You write the SQL query below. Add an ORDER BY clause that will sort the employees by hire date in descending order.
SELECT
*
FROM
employee
ORDER BY hire_date DESC;
Results:
+-------------+-----------+------------+---------------------+------------+---------------------+---------------------+-----------------------------+------------+-------+---------+-------------+-------------------+-------------------+--------------------------+
| employee_id | last_name | first_name | title | reports_to | birth_date | hire_date | address | city | state | country | postal_code | phone | fax | email |
+-------------+-----------+------------+---------------------+------------+---------------------+---------------------+-----------------------------+------------+-------+---------+-------------+-------------------+-------------------+--------------------------+
| 8 | Callahan | Laura | IT Staff | 6 | 1968-01-09 00:00:00 | 2004-03-04 00:00:00 | 923 7 ST NW | Lethbridge | AB | Canada | T1H 1Y8 | +1 (403) 467-3351 | +1 (403) 467-8772 | [email protected] |
| 7 | King | Robert | IT Staff | 6 | 1970-05-29 00:00:00 | 2004-01-02 00:00:00 | 590 Columbia Boulevard West | Lethbridge | AB | Canada | T1K 5N8 | +1 (403) 456-9986 | +1 (403) 456-8485 | [email protected] |
| 5 | Johnson | Steve | Sales Support Agent | 2 | 1965-03-03 00:00:00 | 2003-10-17 00:00:00 | 7727B 41 Ave | Calgary | AB | Canada | T3B 1Y7 | 1 (780) 836-9987 | 1 (780) 836-9543 | [email protected] |
| 6 | Mitchell | Michael | IT Manager | 1 | 1973-07-01 00:00:00 | 2003-10-17 00:00:00 | 5827 Bowness Road NW | Calgary | AB | Canada | T3B 0C5 | +1 (403) 246-9887 | +1 (403) 246-9899 | [email protected] |
| 4 | Park | Margaret | Sales Support Agent | 2 | 1947-09-19 00:00:00 | 2003-05-03 00:00:00 | 683 10 Street SW | Calgary | AB | Canada | T2P 5G3 | +1 (403) 263-4423 | +1 (403) 263-4289 | [email protected] |
| 1 | Adams | Andrew | General Manager | None | 1962-02-18 00:00:00 | 2002-08-14 00:00:00 | 11120 Jasper Ave NW | Edmonton | AB | Canada | T5K 2N1 | +1 (780) 428-9482 | +1 (780) 428-3457 | [email protected] |
| 2 | Edwards | Nancy | Sales Manager | 1 | 1958-12-08 00:00:00 | 2002-05-01 00:00:00 | 825 8 Ave SW | Calgary | AB | Canada | T2P 2T3 | +1 (403) 262-3443 | +1 (403) 262-3322 | [email protected] |
| 3 | Peacock | Jane | Sales Support Agent | 2 | 1973-08-29 00:00:00 | 2002-04-01 00:00:00 | 1111 6 Ave SW | Calgary | AB | Canada | T2P 5M5 | +1 (403) 262-3443 | +1 (403) 262-6712 | [email protected] |
+-------------+-----------+------------+---------------------+------------+---------------------+---------------------+-----------------------------+------------+-------+---------+-------------+-------------------+-------------------+--------------------------+
What employee appears in row 1 of your query result?
A. Margaret Park
B. Laura Callahan
C. Robert King
D. Nancy Edwards
The correct answer is B. Laura Callahan.

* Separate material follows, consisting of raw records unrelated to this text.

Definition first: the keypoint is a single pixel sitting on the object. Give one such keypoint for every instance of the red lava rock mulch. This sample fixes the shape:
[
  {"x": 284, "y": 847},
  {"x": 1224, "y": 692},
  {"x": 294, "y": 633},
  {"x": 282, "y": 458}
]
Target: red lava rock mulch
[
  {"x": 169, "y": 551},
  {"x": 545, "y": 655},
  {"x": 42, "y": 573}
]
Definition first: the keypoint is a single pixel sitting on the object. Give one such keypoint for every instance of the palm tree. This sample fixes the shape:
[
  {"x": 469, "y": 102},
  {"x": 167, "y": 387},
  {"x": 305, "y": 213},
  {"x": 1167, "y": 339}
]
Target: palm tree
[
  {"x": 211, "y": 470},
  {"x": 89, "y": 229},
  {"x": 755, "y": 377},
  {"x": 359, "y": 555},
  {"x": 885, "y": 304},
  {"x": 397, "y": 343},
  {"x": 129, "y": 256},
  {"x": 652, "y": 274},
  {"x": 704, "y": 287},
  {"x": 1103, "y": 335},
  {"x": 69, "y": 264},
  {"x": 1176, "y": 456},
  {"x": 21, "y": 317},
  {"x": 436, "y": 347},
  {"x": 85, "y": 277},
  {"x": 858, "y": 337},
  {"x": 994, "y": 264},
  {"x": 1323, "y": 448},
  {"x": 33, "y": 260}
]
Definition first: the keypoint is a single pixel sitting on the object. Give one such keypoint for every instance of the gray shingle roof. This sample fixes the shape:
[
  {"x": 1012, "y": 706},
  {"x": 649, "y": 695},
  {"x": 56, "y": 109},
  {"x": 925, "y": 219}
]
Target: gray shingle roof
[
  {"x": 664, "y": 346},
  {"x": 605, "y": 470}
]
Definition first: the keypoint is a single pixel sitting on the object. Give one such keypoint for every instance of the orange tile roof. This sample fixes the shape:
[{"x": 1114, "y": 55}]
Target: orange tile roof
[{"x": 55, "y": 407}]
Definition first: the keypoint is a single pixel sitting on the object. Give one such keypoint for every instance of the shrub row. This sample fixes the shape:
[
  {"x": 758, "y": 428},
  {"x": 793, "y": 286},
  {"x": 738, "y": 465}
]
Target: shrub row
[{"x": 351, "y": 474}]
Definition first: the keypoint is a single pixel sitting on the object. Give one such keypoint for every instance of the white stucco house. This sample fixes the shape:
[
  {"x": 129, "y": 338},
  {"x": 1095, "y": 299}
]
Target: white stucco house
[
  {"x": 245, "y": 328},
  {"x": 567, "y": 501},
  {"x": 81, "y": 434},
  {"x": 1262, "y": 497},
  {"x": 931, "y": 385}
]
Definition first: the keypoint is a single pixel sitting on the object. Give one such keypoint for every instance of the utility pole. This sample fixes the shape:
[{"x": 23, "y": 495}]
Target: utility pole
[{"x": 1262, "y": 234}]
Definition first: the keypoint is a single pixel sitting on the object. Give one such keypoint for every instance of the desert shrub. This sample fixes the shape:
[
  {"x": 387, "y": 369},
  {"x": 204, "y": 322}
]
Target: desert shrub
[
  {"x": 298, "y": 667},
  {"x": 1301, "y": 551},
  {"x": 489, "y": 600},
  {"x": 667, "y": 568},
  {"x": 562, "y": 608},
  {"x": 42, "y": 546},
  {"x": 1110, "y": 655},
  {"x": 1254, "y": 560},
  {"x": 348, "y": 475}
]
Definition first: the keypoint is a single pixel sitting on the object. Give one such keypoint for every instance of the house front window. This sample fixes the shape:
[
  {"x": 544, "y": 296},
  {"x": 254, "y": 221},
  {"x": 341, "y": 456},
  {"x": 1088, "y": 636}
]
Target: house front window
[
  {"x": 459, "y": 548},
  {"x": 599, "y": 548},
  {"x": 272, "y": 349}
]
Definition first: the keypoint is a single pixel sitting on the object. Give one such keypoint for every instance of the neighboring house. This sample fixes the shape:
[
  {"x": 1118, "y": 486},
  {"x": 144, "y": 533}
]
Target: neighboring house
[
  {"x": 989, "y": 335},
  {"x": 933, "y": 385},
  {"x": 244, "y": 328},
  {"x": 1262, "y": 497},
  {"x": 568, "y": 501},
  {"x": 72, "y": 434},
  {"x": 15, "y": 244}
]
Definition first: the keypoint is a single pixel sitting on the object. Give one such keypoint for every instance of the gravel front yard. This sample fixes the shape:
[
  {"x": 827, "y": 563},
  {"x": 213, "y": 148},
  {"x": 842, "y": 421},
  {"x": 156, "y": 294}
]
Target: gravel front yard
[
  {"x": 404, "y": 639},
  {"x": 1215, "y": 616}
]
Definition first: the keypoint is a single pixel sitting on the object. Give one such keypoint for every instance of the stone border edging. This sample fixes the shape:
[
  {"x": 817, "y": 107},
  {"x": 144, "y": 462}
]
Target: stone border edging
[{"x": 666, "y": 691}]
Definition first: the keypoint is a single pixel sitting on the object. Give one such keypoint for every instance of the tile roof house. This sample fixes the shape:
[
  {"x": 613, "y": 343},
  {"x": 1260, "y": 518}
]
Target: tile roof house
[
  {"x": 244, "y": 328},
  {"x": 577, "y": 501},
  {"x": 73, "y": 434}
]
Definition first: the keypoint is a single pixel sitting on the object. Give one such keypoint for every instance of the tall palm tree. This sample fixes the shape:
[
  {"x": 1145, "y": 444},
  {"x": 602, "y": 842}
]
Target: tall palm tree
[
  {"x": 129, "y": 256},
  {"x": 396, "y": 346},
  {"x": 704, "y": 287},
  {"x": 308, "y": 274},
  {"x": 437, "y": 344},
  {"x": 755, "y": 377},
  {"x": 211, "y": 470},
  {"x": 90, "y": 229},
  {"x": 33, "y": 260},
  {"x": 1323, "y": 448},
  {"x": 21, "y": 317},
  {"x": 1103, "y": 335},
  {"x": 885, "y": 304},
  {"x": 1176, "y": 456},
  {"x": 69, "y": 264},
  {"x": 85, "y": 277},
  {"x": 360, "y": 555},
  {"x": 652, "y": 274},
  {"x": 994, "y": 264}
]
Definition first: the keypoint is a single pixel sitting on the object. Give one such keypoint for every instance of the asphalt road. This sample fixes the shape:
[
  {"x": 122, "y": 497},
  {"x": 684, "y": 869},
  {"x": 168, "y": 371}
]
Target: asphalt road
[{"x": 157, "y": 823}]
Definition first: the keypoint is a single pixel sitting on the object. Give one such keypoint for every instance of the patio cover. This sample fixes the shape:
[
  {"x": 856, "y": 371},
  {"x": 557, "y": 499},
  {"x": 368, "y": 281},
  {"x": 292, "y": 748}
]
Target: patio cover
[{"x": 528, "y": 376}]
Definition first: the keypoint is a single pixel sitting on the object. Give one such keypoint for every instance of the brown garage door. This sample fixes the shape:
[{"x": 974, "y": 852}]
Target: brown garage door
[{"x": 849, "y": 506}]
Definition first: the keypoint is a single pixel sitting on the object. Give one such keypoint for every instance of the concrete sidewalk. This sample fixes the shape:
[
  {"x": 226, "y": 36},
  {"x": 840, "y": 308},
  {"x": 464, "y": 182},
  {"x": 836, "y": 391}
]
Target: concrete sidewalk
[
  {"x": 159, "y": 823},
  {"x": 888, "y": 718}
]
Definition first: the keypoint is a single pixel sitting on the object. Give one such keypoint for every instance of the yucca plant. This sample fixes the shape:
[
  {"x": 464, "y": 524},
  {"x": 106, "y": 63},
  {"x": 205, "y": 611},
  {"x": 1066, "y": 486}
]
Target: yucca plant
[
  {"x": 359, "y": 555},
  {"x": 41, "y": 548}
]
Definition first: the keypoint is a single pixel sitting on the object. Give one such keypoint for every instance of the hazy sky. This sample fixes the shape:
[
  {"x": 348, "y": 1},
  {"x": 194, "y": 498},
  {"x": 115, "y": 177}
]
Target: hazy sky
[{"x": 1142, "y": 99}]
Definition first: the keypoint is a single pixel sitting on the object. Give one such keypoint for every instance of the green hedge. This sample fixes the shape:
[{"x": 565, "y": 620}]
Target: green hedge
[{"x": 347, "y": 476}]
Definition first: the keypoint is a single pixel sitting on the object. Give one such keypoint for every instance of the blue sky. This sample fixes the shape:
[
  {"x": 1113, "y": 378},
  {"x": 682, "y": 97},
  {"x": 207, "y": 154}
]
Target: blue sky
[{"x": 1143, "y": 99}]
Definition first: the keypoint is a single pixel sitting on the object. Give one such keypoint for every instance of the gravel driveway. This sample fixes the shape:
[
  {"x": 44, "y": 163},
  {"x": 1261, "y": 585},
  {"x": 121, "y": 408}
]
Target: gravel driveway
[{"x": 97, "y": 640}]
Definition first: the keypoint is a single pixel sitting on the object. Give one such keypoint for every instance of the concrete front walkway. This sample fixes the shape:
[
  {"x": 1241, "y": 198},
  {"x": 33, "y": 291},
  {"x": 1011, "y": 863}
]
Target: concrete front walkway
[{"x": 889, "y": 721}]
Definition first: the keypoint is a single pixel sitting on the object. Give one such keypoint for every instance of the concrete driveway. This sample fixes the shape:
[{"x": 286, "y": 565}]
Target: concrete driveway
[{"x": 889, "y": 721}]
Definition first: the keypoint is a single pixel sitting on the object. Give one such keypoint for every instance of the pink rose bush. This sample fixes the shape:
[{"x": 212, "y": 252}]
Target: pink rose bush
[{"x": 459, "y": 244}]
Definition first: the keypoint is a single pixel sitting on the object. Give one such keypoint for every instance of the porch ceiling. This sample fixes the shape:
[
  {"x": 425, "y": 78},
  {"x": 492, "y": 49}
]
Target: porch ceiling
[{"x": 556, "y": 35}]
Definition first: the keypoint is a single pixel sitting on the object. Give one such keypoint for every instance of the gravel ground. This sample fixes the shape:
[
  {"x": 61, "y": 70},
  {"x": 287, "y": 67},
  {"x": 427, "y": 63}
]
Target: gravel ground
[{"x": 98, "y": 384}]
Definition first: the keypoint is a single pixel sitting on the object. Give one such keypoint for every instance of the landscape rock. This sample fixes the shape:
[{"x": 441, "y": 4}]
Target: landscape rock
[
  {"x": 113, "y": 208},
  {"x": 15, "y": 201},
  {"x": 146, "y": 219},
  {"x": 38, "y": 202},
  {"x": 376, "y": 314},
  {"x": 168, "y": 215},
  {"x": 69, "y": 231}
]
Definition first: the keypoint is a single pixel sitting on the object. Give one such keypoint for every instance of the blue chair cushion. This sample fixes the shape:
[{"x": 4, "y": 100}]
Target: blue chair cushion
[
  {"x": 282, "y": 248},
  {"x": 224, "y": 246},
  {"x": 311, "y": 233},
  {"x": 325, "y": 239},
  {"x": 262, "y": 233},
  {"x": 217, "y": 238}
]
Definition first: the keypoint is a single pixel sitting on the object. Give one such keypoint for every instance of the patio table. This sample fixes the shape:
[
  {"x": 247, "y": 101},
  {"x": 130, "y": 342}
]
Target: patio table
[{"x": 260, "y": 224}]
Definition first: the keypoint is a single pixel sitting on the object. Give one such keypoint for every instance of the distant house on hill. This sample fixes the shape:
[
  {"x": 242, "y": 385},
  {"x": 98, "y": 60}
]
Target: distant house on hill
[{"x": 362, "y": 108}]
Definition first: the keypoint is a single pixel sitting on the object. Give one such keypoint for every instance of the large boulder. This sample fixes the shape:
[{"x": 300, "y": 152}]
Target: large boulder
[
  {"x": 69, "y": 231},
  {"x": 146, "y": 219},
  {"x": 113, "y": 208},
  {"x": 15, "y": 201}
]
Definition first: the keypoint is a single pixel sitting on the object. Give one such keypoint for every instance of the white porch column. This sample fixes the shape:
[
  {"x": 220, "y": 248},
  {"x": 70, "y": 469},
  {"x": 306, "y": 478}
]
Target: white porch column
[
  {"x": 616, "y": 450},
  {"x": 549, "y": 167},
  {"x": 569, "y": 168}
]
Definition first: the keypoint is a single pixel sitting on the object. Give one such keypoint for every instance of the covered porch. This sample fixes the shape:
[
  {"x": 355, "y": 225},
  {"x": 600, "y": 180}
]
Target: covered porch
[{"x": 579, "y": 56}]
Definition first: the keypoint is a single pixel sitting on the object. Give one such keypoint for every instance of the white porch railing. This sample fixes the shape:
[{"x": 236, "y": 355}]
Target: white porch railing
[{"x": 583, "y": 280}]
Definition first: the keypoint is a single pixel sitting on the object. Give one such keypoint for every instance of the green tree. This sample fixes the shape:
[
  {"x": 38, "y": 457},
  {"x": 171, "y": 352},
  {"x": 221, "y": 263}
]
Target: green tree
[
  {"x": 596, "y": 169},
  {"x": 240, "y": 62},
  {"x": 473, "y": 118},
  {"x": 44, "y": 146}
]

Explain: The clause ORDER BY hire_date DESC
will sort the employees by hire date in descending order. The complete query is SELECT * FROM employee ORDER BY hire_date DESC
. The ORDER BY clause tells the database how to organize the data it returns. The ORDER BY clause sorts data in ascending order by default. The DESC command is used to sort data in descending order.
The employee Laura Callahan appears in row 1 of your query result.